NFL Commissioner Roger Goodell indicated he would maintain a hardline stance against sports betting, despite the possibility that an NFL franchise might relocate to Las Vegas soon.
Goodell told Colin Cowherd in an interview last week that relocating a franchise did not signal a shift for the NFL.
Goodell’s statement comes at a time when NBA Commissioner Adam Silver and MLB Commissioner Rob Manfred have said they would be open to reassessing their sport’s stance on gambling. The chances that New Jersey might win a Supreme Court case and strike down the PASPA sports betting law also did not seem to phase Goodell.
Colin Cowherd Interview
When Colin Cowherd asked Goodell about the upcoming vote on the Oakland Raiders’ potential move to Las Vegas, Commissioner Goodell said, “We’ve seen the changes in the culture around the country in gambling. We’re obviously very sensitive to that, but we’re also going to evaluate the Raiders case on the relocation application in what’s in the overall best interests of the league.”
The commissioner sounded a word of warning to those who assume pro football in Las Vegas is a done deal. Goddell added, “But one thing we can’t ever do is compromise on the game. That’s one of the things we’ll do is to make sure the policies we’ve created, if we did in any way approve the Raiders, I don’t see us compromising on any of the policies.”
Las Vegas and Major Sports in the USA
While that is hardly a ringing endorsement of the NFL in Las Vegas, it is a far cry from a generation ago. Even 10 years ago, the consensus opinion was Las Vegas would never be the home to a major pro sports franchise. If a March vote of the NFL ownership goes well, though, then the NFL would join the NHL in relocating a franchise to Sin City.
Traditionally, sports commissioners and the owners they represented did not want a close association with sports betting. They felt even the appearance of a connection would undermine the integrity of the game. The American public had to know that the results were fair and the game were real, so the NFL, NBA, and Major League Baseball took extreme measures to distance themselves from sports gambling.
Traditional Stance towards Sports Betting
That meant punishing athletes who fixed games or bet on their own sport, like Shoeless Joe Jackson and Pete Rose. In 1992, it meant that the leagues lobbied for the Professional and Amateur Sports Protection Act (PASPA), which banned sportsbooks in 46 US states and the District of Columbia. The other four states with sports betting lobbied hard to keep it, so their gaming operations — sportsbooks in Nevada and sports lotteries in Delaware, Montana, and Oregon — were grandfathered into the law.
The point being, the NFL wanted a 50-state ban and took what it could get with PASPA. Since then, American attitudes have changed. As late as 1989, only Nevada and New Jersey had casinos. Tribal casinos now dot the American landscape, which opened the door to the expansion of private-owned casinos and racinos. Lottery gambling has expanded by huge degrees, so now multistate lotteries like Powerball and Mega Millions are offered in 45 states.

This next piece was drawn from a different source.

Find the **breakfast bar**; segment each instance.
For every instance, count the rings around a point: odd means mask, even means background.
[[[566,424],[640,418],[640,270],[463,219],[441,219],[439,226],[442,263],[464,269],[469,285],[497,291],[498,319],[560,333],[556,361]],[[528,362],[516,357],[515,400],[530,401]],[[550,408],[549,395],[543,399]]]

Mobile Sportsbooks Changed Everything
Online and mobile sports betting changed attitudes even more. Americans can bet on sports in the privacy of their own homes with their desktop and laptop computers. They can bet on sports with smartphones and tablets anywhere Wi-Fi works. Even though those forms of gambling are banned in the United States, Americans have gotten used to the idea they can gamble on sports at a whim, especially given people’s ability to play daily fantasy sports for real money online.
In the America of 2017, people do not see an NFL franchise in Las Vegas as anything strange. Owners might not have wanted athletes to be in proximity to Las Vegas sportsbooks before, for fear they might gamble themselves. Now, those same athletes could gamble on their smartphone while sitting in the team’s locker room. Excluding Las Vegas from the NFL picture makes little sense anymore.
Roger Goodell’s Real Stance on Sportsbooks
Thus, when the Sheldon Adelson and the taxpayers of Las Vegas agreed to build a $1.7 billion casino, the Oakland Raiders and the NFL ownership had to take the offer seriously. Oakland has all-but-signaled it has no intention to fund such a transformative stadium, so the NFL owners have a decision to make.
In Roger Goodell’s interview with Colin Cowherd, he was staking out a position. He was saying that the NFL was happy to take Nevada’s money to build a stadium, but that was quite separate from the idea NFL owners were supporting legal sportsbooks and an end to the PASPA. Of course, Las Vegas sportsbooks probably agree with Commissioner Goodell, because they would like to maintain their long monopoly of legal sportsbooks in America.